Les premières auditions de la mission sénatoriale sur le sport professionnel ont notamment permis de plaider pour un rééquilibrage des relations entre clubs professionnels et collectivités. Qu'il s'agisse de contrôle des subventions ou de redevance d'utilisation des équipements, les collectivités n'ont en effet pas toujours de prise directe sur les clubs qu'elles soutiennent... Ces propositions pourraient inspirer la future loi de modernisation du sport.

Prévue pour le premier trimestre 2014, la loi-cadre de modernisation du sport a allumé de nombreux foyers. Conseil national du sport, commission Glavany pour un "football durable", mission d'évaluation interne au ministère des Sports, rapports Huet-Juanico et Braillard-Buffet-Deguilhem-Huet à l'Assemblée nationale... Dans ce foisonnement, le Sénat y va de sa contribution : la mission commune d'information  sur les rapports entre le sport professionnel et les collectivités locales, qui s'est constituée à la mi-octobre (voir notre article du 17 octobre), a mené ses premières auditions le 31 octobre.
Premiers à prendre la parole, Michel-Pierre Prat, conseiller à la Cour des comptes, et Alain Serres, conseiller à la chambre régionale des comptes de Languedoc-Roussillon, auteurs en 2009 du rapport "Les collectivités territoriales et les clubs sportifs professionnels", ont rapidement fait émerger deux thèmes centraux : celui du contrôle des subventions, d'une part, celui de la redevance d'utilisation des équipements, de l'autre.

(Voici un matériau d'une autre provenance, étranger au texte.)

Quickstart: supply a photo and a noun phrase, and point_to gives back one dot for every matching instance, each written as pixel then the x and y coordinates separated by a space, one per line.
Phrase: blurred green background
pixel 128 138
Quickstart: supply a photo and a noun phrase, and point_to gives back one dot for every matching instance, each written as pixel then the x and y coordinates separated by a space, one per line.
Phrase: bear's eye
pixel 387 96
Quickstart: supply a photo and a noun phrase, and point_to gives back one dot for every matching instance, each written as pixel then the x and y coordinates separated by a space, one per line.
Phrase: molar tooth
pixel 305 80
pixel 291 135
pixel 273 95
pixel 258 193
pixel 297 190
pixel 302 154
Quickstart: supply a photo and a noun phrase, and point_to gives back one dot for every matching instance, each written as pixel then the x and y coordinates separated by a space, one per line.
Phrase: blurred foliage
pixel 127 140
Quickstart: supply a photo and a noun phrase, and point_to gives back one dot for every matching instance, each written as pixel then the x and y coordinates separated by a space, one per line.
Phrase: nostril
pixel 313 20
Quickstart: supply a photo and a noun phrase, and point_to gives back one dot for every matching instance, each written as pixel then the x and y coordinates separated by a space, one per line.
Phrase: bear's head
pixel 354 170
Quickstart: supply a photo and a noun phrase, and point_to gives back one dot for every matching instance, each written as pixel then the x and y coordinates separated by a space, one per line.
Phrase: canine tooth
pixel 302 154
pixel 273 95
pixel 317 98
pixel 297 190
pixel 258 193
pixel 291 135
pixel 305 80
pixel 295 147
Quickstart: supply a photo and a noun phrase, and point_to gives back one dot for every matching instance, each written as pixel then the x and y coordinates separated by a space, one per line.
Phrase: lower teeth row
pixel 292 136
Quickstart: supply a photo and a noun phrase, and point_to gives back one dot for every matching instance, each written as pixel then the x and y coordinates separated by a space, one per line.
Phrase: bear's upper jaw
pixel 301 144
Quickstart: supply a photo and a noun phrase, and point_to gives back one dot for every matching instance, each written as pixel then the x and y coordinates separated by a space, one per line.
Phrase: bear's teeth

Le tout dans un rapport de force financier que les deux magistrats ont qualifié de "globalement défavorable pour les collectivités locales."

Subventions : les clubs pointés du doigt

Sur le volet subventions, Michel-Pierre Prat et Alain Serres avaient déjà, en 2009, recommandé aux collectivités territoriales de définir avant toute chose un outil de suivi sous la forme d'une convention. Car les problèmes concernant les subventions sont multiples. "Très souvent, les collectivités se trouvent dans une situation où elles ne peuvent pas faire autrement que de soutenir le club, et dans une situation de faiblesse car elles n'ont pas une connaissance approfondie de l'utilisation faite de leurs concours financiers. Un premier problème se pose car plusieurs collectivités participent au financement d'un club. Faute de se réunir avec le club, elles ne savent pas, prises isolément, si elles vont dépasser ou non les montants autorisés [2,3 millions pour les subventions au titre des missions d'intérêt général ; 1,6 million pour les prestations de services, ndlr]. On ne sait même pas si ce plafond est hors taxes ou TTC, les textes ne le précisent pas !", explique Alain Serres, qui cite, entre autres abus constatés, le cas du club de rugby de Montpellier qui a vu la subvention de son centre de formation multipliée par dix l'année où le club était en difficulté...
Egalement auditionné par le Sénat, Stanislas Bourron, sous-directeur à la direction générale des collectivités locales, confirme que la DGCL n'a "pas de chiffrage" sur les sommes versées par les collectivités aux clubs professionnels et note que si les plafonds de subventions autorisées sont "assez satisfaisants", il existe "parfois des interrogations sur les conditions concrètes d'application de ce droit". En cause donc, des clubs qui rendent mal compte de l'utilisation des subventions publiques.

Une convention simple

La convention proposée par les deux magistrats fixerait des objectifs extrêmement précis, évaluables. Il s'agirait, selon Michel-Pierre Prat, d'"une convention simple, avec l'obligation de rendre compte devant l'assemblée délibérante, qui faciliterait grandement les choses et ne mettrait pas le maire dans une position défavorable. Dans les quelques endroits où cela s'est fait, il y a une amélioration". Bien entendu, une telle évaluation conditionnerait le versement des subventions pour les années suivantes. "S'il y avait un élément à mettre dans un texte, ce serait au moins cela. Cela permettrait de mettre en œuvre un équilibre des relations. Cela permettrait aussi aux clubs d'avoir une garantie des engagements de la part des collectivités", a plaidé Michel-Pierre Prat devant le Sénat.
Alain Dufau, sénateur du Vaucluse, verrait une telle mesure d'un bon œil : "Le phénomène majeur qui nous préoccupe est le manque d'appareil de suivi. Que se passe-t-il sur le terrain ? Il y a une assemblée générale du club par an. C'est à peu près le seul moment où les élus sont invités. Et si le commissaire aux comptes signale un déficit, les collectivités sont automatiquement appelées pour boucher ce déficit. C'est comme ça que ça se passe, je vous le garantis !"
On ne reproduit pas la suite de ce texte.